Speaking about the introduction of the bill, Chairman Camp said: "Children in foster care deserve a place to call home, not just for a few months or years but for good. Having focused on adoption since arriving in Congress--and having helped create the Adoption Incentives program--I know by providing states with incentives for adoptions we can encourage them to do more to help these children. We have already seen great progress in increasing adoptions since this program was created in 1997, and it is our hope to continue this progress with this bill. I encourage my colleagues to join me in supporting this bill in the House, and I hope the Senate will also act soon so we can continue to move even more foster children into permanent homes."
Ranking Member Levin said: "Every child deserves a permanent home that provides a safe, enriching and loving environment, and this legislation rewards State foster care programs that make progress toward that important goal. I look forward to action on this bipartisan effort to promote adoption and guardianship for the over 100,000 children now in foster care who are awaiting a permanent family."
Human Resources Subcommittee Chairman Reichert said: "Today, 100,000 children in foster care are waiting to be adopted. As a grandfather and uncle to four adopted children, I know firsthand the joy that a loving, stable home brings to the life of a child but even more so the many blessings that the child brings to their adoptive family. That's why my first hearing as Chairman of the Human Resources Subcommittee focused on how to help more of these children find permanent homes. This bill incorporates ideas we heard in that hearing as well as those submitted by the public, such as emphasizing adoption for older children who today have the least chance of finding a permanent home. This bipartisan bill will continue to strengthen this important program, ensuring more children grow up with a safe, loving, and permanent family."
Human Resources Subcommittee Ranking Member Doggett said:"This bipartisan legislation makes small, but important steps in assisting abused and neglected children to find a permanent home, and it preserves the Family Connections initiative to connect foster children to other family members. It includes a provision I authored to help ensure these children receive continued assistance even if their legal guardian dies."
This legislation would require States to improve their reporting of State savings in the wake of changes made in 2008 that increased Federal funding of adoption assistance, and it ensures a portion of these savings is invested in services to support families after adoptions have been finalized. The bill also clarifies the treatment of successor guardians under the new Guardianship Assistance Program, guaranteeing children can continue to be cared for by another legal guardian if a relative guardian passes away or is incapacitated.

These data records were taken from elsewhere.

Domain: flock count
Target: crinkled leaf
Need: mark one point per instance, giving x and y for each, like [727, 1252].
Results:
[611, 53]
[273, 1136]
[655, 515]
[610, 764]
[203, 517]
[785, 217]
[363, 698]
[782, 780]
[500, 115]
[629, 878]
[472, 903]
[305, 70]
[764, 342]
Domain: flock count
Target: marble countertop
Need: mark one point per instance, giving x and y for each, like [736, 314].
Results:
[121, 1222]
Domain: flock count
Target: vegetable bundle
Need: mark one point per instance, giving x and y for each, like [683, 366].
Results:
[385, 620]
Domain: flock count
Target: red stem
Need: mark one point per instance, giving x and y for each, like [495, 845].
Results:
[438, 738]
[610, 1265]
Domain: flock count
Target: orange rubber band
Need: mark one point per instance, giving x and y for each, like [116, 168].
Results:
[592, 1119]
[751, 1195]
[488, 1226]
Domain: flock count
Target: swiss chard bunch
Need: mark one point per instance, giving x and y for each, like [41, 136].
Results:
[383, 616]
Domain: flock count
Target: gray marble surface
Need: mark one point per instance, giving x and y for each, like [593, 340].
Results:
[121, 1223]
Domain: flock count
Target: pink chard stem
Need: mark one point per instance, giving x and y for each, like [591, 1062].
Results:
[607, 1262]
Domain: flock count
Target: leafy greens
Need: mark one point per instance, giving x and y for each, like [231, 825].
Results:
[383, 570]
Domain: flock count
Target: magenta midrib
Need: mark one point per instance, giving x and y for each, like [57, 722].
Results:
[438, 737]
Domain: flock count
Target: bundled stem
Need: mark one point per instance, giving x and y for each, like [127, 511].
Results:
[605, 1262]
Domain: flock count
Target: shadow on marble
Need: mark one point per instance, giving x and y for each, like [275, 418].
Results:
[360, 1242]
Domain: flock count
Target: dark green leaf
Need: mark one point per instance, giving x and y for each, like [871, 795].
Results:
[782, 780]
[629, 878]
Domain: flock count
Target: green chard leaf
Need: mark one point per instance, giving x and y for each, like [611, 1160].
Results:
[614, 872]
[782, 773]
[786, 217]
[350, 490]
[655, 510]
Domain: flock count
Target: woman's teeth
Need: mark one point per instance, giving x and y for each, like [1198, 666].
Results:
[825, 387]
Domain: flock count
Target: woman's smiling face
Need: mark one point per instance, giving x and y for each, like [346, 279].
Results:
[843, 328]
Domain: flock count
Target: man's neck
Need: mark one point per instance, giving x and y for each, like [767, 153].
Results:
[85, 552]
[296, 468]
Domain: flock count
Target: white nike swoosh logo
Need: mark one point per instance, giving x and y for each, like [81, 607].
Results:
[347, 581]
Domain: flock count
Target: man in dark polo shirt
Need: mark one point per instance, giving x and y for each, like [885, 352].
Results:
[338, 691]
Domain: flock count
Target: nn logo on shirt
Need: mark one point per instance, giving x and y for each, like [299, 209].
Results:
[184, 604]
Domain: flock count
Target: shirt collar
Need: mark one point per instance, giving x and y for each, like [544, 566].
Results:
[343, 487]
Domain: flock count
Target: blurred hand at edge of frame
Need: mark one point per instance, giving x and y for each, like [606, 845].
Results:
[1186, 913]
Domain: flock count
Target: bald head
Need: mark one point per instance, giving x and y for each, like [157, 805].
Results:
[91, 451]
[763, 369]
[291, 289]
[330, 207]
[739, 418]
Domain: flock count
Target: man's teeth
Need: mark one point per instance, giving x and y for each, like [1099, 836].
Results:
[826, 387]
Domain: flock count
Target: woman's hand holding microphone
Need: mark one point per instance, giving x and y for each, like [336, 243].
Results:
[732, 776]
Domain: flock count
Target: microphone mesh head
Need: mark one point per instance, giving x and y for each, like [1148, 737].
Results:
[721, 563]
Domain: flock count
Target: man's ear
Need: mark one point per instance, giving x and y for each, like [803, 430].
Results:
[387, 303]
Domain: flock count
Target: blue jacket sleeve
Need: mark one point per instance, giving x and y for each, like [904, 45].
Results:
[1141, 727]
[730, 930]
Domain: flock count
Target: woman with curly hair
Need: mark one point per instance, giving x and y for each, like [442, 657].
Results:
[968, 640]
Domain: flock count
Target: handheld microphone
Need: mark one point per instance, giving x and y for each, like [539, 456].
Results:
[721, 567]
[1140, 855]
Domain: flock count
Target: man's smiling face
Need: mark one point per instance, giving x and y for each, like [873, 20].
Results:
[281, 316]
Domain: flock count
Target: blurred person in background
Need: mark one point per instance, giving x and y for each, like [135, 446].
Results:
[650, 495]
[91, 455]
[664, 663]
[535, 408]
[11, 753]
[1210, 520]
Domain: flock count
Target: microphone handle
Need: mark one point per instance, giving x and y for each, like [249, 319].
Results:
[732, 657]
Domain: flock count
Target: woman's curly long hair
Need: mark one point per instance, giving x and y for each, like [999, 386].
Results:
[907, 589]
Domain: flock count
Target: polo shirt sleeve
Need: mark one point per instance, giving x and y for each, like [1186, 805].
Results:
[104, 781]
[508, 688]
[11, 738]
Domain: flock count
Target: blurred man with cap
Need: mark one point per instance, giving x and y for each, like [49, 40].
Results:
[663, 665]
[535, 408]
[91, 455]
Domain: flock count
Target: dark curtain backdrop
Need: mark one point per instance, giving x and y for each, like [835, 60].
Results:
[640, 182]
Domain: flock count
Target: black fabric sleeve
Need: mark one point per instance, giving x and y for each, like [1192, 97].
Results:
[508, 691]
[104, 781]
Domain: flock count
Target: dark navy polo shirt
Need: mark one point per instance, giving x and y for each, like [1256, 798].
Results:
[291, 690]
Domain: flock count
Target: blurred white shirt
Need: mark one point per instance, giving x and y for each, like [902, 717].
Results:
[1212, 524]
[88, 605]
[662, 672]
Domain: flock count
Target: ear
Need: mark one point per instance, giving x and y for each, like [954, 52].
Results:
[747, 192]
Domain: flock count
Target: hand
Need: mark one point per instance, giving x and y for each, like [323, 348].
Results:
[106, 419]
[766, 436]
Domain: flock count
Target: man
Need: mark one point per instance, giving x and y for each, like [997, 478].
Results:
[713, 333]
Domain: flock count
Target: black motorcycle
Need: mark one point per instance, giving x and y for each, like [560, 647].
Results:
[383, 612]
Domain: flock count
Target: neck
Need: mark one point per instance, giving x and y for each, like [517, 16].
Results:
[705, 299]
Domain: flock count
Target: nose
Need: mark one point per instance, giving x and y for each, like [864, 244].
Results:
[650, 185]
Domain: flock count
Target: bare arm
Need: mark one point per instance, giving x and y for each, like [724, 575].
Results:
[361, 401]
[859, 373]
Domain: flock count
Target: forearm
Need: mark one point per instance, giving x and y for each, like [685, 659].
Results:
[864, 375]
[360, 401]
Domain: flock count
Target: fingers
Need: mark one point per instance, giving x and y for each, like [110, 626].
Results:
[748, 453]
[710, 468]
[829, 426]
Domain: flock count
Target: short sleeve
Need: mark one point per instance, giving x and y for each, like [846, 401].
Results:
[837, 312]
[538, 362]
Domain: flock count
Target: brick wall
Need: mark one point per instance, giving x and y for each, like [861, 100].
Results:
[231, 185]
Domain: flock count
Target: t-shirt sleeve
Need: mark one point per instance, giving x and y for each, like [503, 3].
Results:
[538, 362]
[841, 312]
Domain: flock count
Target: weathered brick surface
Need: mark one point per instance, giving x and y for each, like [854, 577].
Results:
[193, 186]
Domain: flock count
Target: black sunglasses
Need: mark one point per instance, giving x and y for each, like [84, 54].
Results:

This bill would also extend for three years the Family Connection Grants program that is focused on helping children in foster care reconnect with family members. To offset the cost of this extension, the bill requires States to offset Federal income tax refunds to recover Unemployment Insurance overpayments that are the fault of the claimant. The combination of these provisions means that the legislation is expected to reduce the deficit over 10 years by $24 million.
On August 7, the Ways and Means Committee released draft legislation to extend and improve the Adoption Incentives program based on testimony received at a Human Resources Subcommittee hearing earlier this year. Public comments on that draft legislation informed several changes made to the bipartisan legislation introduced today.